There are many different readings of this crisis. One that is overlooked in current accounts is to equate Putin’s action with teenage knife crime. Many teenage gang members are frightened and traumatized young men and often the most vulnerable are the most dangerous. Putin’s failure to overwhelm Ukraine means that he is now extremely vulnerable and at his most dangerous. Max Pixel graphic.
Disrespect and dangerous rhetoric at root of Putin’s Ukrainian War
by John R. Bryson
Like perhaps most people living on this planet, I have been trying to understand what lies behind the current Ukrainian conflict. Yesterday, I spent the day visiting churches in Herefordshire’s Golden Valley. In the graveyard of the church at Ewyas Harold there is a headstone that warns the reader to “pass on, nor waste your time, on bad biography.” Perhaps bad biography is at the root of this new Russian war, but whose bad biography?
There are many different readings of this crisis. One that is overlooked in current accounts is to equate Putin’s action with teenage knife crime. Many teenage gang members are frightened and traumatized young men and often the most vulnerable are the most dangerous. Putin’s failure to overwhelm Ukraine means that he is now extremely vulnerable and at his most dangerous.
This link to Putin and knife crime might seem strange, but these young men often have a fragile sense of self-worth and consequently any perception that they have been disrespected will lie behind their motivation for a knife attack and even murder. In the world of teenage gangs, accepting disrespect is a sign of weakness. The difference between Putin and knife crime perhaps is only one based on the weapons available and the extent of the reach of any action.
Another reading of Putin comes from looking across the University of Birmingham’s campus at “Old Joe,” or the 100m tall Chamberlain Memorial Clock Tower, which dominates the Edgbaston campus. This tower is believed to have inspired J.R.R. Tolkien to imagine the Eye of Sauron that was “watchful and intent” in his Dark Tower in the Lord of the Rings.

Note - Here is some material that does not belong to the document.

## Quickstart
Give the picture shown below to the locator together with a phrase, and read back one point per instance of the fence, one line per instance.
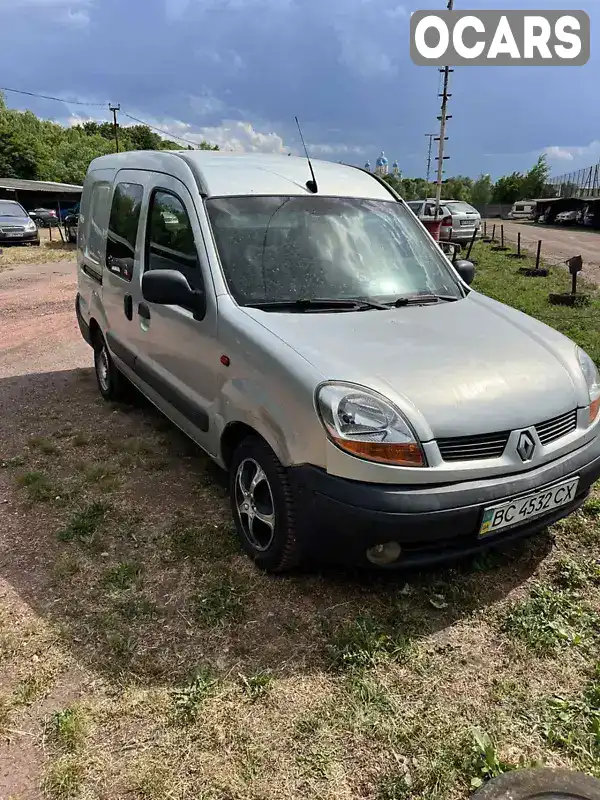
(581, 183)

Putin is watchful and intent from his safe position in the Kremlin.
One of the lessons that comes from the Lord of the Rings is that the people of the West, or in Tolkien’s words “the men of the West” had to combine to utterly defeat Sauron. The same degree of unity between all nations of the free world is required to defeat Putin. The reaction against the illegal invasion of Ukraine is deepening resulting in Russia’s increasing political and economic isolation. This is to be welcomed, but all this is too late. A similar unified front should have been presented to Putin when he annexed Crimea in 2014.
In 2000, Putin experienced the first major crisis of his premiership. This was the sinking of the Kursk submarine. He handled this badly and from this he learnt that a key weapon was control over media discourse. Central to much of Putin’s rhetoric is a concern with his image and a sensitivity to any form of perceived disrespect. In Putin’s world he is always right.
It is important to consider the narratives that emerge around the Ukrainian crisis. To Russia this is a “special operation” that is not about occupying territory but about destroying military capabilities. Nevertheless, this illegal operation is similar to knife crime, because at its roots is a false perception that Putin and Russia have been disrespected. Putin’s perception of disrespect then leads to an illegal “military campaign” in which 352 civilians, including 14 children, were killed in the first four days of the invasion. In addition, the lives of all Ukrainians have been disrupted with normal life ceasing.
I began this piece by trying to understand the current situation in Ukraine. There are two points to make. First, a unified front is required to defeat Putin and ensure that this type of illegal action never occurs again. This must be consistent and long-term showing no signs of weakness. Second, Putin failed in his handling of the Kursk disaster and in the Salisbury poisoning. The current Ukraine situation has further highlighted Putin’s limitations. Any plan for a rapid successful assault in which the might of the Russian army would overwhelm Ukraine has failed. On Sunday, Putin placed Russia’s nuclear deterrent on high alert. This highlights some degree of desperation or, in the world of teenage knife crime, the selection of a larger knife.
When I read or listen to accounts of Russia’s military strategy in Ukraine there is another narrative flowing though my mind. This is a narrative of coordinated murder organized by Putin and this led to the links that I have made between Putin and knife crime. Putin’s new Russian war should never be sanitized as something that is more akin to a military campaign; illegal killing of innocent civilians must always be defined for what it is — murder.
John R. Bryson is Professor of Enterprise and Economic Geography at the University of Birmingham in England.